The visits so some of the museums, cathedrals and canals of Utrecht and Amsterdam, will show students some of the most breathtaking highlights of European history and culture.
One of the time periods that will be dealt with is the Dutch Golden Age: the era roughly spanning the 17th century. In this era the Dutch became one of the world’s greatest maritime, economic and artistic world powers after rebelling against their Spanish rulers. To obtain an impression of the significance of this era in Dutch and European history, several locations in Utrecht will be visited. This includes Utrecht’s Gothic Saint Martin’s Cathedral, the place where the Union of Utrecht was signed in 1579, signaling the Dutch hunger for independence; the wharfs and wealthy canal houses that still testify of the incredible economic success of Europe in the Golden Age; and the public parks and patrician houses, which attest to the rising bourgeoisie in the 19th century.

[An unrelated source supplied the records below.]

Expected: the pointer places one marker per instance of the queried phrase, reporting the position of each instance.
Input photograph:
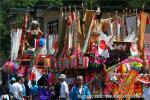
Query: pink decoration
(85, 62)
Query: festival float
(108, 52)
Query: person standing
(64, 90)
(34, 91)
(80, 91)
(17, 89)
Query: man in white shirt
(64, 90)
(17, 89)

In this course students will have the opportunity to visit several historical museums in Utrecht, the Rijksmuseum in Amsterdam and the 13th century royal palace in The Hague where the Dutch government is seated today. After these two weeks in Utrecht, students will be able to analyze and discuss the role of the Netherlands in the making of Europe and have a firm understanding of the main political, religious and cultural developments that took place in Europe in this time period. During these two weeks, course participants will definitely be able to ‘experience’ history.
This course has been designed for students with an interest in the social, cultural and political developments taking place in Europe from the Middle Ages until the end of the 19th century.
Aim of the course
At the end of this course, students should be able to:
- Describe and evaluate different theories and conceptualisations of the historic development of Europe, with specific attention for the Netherlands
- Show an understanding of various historic monuments and their relation to historic developments
- Demonstrate an understanding of political, socio-economic and cultural aspects of the European developments
- Demonstrate this critical knowledge and understanding in written and verbal form.
This course consists of 12 to 16 hours of lectures per week; approximately 10 hours of fieldtrips; self-study.
Examination and grading: Students will be expected to hand in three minor written and oral tests. In addition, they are graded for their attendance and participation. These assignments make up 30% of the final grade. 70% of the final grade consists of a written final exam testing all reading and lecture materials.